Since then, other studies have confirmed the results of the NIH study, and in 2015, the American Medical Association published a two-page consumer article titled, “What is the evidence for the prevention of diabetes through lifestyle change interventions?” The article summarized the NIH study and eight subsequent studies, conducted between 2008 and 2014, which yielded similar findings.

Rea said she is grateful to the American Medical Association for providing invaluable support, including paying for the facilitators to be trained.

Prediabetes prevalence

Rea said she considers prediabetes a serious public health concern. More than 1 out of 3 Americans has prediabetes, and of the 86 million who do, nine out of 10 don’t know they have it, she said.

The situation is worse in California, where more than half the adult population is estimated to have prediabetes or diabetes (either diagnosed or undiagnosed), according to a March 2016 study by the National Center for Biotechnology Information.

Rea said she saw the numbers as a call to action. In October, she and her colleagues worked to establish the program by drafting plans and mobilizing a task force. They secured funding four months later and applied to the Centers for Disease Control in March to establish a diabetes prevention program here. The first class was held April 26.

The recognition period, which lasts 24 months, is divided into two stages. Twelve months after the start of the application approval, the DPP team will submit their first data set to the CDC for approval. At 24 months, they will submit the second set. If the program meets the requirements, it will become one of the first in the Inland Empire to gain official recognition as a CDC provider. That, of course, would open the door for Medicare and Medicaid reimbursement.

To identify and recruit participants, members of the DPP team contacted four clinical departments — Family Medicine, General Medicine, the Center for Health Promotion, and Medicine Pediatrics — and asked them to provide names and contact information of patients who met the clinical definition of prediabetes and might be interested in testing lifestyle change as a means of delaying or preventing diabetes.

In order to qualify, patients were required to be at least 18 years of age, have a hemoglobin A1c level of between 5.7 and 6.4 percent, and be considered overweight or obese with a body mass index greater than 25.

As the care management team in primary care called the identified employees, they explained that the program takes 12 months to complete, that there are 20 classes in the first six months (phase 1), and nine in the second six months (phase 2). “It definitely requires a commitment,” Rea said.

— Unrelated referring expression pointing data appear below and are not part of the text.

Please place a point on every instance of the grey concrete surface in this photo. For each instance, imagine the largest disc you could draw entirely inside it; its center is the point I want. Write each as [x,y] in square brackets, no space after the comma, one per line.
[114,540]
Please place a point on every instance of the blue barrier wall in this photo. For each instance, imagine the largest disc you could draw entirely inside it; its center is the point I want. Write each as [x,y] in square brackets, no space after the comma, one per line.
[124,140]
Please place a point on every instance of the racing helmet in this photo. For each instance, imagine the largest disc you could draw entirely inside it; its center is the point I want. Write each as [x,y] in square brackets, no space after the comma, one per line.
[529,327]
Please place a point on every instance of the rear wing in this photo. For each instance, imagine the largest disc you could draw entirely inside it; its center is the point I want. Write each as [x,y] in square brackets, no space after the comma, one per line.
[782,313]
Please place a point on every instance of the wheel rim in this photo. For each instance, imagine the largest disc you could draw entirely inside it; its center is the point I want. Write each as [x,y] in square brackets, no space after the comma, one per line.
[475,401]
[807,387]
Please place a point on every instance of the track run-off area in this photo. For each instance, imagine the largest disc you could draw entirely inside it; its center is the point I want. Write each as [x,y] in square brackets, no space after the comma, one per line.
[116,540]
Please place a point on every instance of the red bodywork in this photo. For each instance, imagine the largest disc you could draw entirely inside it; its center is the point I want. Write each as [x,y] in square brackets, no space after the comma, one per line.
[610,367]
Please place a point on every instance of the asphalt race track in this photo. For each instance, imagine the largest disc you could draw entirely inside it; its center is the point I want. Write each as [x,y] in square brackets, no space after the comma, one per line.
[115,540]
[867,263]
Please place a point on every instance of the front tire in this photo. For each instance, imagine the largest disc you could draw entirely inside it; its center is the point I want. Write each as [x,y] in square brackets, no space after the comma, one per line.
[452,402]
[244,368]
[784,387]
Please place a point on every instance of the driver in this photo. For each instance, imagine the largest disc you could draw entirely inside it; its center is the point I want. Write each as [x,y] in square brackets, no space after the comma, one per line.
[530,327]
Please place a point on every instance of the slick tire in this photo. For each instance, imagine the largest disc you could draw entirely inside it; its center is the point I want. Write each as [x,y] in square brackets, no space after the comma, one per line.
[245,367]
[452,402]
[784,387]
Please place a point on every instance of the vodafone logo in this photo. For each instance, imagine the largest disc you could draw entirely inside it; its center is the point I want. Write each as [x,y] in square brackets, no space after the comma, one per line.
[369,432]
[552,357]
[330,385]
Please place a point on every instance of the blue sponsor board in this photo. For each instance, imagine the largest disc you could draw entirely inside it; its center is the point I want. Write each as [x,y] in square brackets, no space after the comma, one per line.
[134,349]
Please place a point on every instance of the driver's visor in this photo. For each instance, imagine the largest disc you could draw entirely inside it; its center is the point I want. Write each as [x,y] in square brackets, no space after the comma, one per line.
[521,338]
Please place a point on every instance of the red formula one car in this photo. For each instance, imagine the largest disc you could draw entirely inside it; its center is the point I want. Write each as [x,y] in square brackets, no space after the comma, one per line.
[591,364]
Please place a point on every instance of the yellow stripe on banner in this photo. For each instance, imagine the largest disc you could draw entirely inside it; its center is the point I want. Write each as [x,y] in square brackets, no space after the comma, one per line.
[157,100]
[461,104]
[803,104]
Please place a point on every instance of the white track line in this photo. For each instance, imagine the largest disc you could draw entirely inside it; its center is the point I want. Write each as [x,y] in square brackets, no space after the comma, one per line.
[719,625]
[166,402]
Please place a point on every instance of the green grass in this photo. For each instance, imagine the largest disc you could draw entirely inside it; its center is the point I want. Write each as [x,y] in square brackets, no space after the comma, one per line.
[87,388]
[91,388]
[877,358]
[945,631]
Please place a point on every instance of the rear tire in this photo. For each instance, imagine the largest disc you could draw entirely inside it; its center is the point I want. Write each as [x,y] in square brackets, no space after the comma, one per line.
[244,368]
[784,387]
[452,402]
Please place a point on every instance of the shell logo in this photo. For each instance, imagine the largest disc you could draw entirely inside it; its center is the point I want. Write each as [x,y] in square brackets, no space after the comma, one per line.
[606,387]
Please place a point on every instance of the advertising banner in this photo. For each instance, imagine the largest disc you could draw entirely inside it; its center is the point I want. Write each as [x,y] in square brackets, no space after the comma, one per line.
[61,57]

They also discussed financial incentives such as a $25 cash reward for patients who achieve 5 percent weight loss in phase 1 and another $25 reward for maintaining or improving the weight lost in phase 2. They also told them that attending 15 out of 20 classes during phase 1 enters them in a drawing to win $250, and attending 7 out of 9 phase 2 classes enters them in a second drawing to win the same amount.

Today’s teachers

Classes are held at the Drayson Center. Ernie Medina, DrPh, CHFS, associate professor at the School of Public Health, and Julie Pimentel, BSN, RN, diabetes educator at the Diabetes Treatment Center, are the program facilitators. The classes are held under the supervision of Holly Craig-Buckholtz, MBA, BSN, RN, manager of the Diabetes Treatment Center, and Kevin Codorniz, MD, medical director and chief of endocrinology, diabetes and metabolism.

Rea said the program is made possible by staff members from the Diabetes Treatment Center, the Diabetes Advisory Committee, Drayson Center and Helen Hopp Marshak, PhD, dean of the School of Public Health, for supporting Medina and several students to assist with the program. “This represents the first time we have pulled School of Public Health, DrPH Preventive Care faculty and students into clinical preventive care,” she said.

While Rea acknowledges that there may be thousands of employees who fit the clinical definition of prediabetes, she says the program cannot currently accommodate all who may wish to enroll. She hopes to be able to make the classes available to a larger group, including members of the public, in 24 months.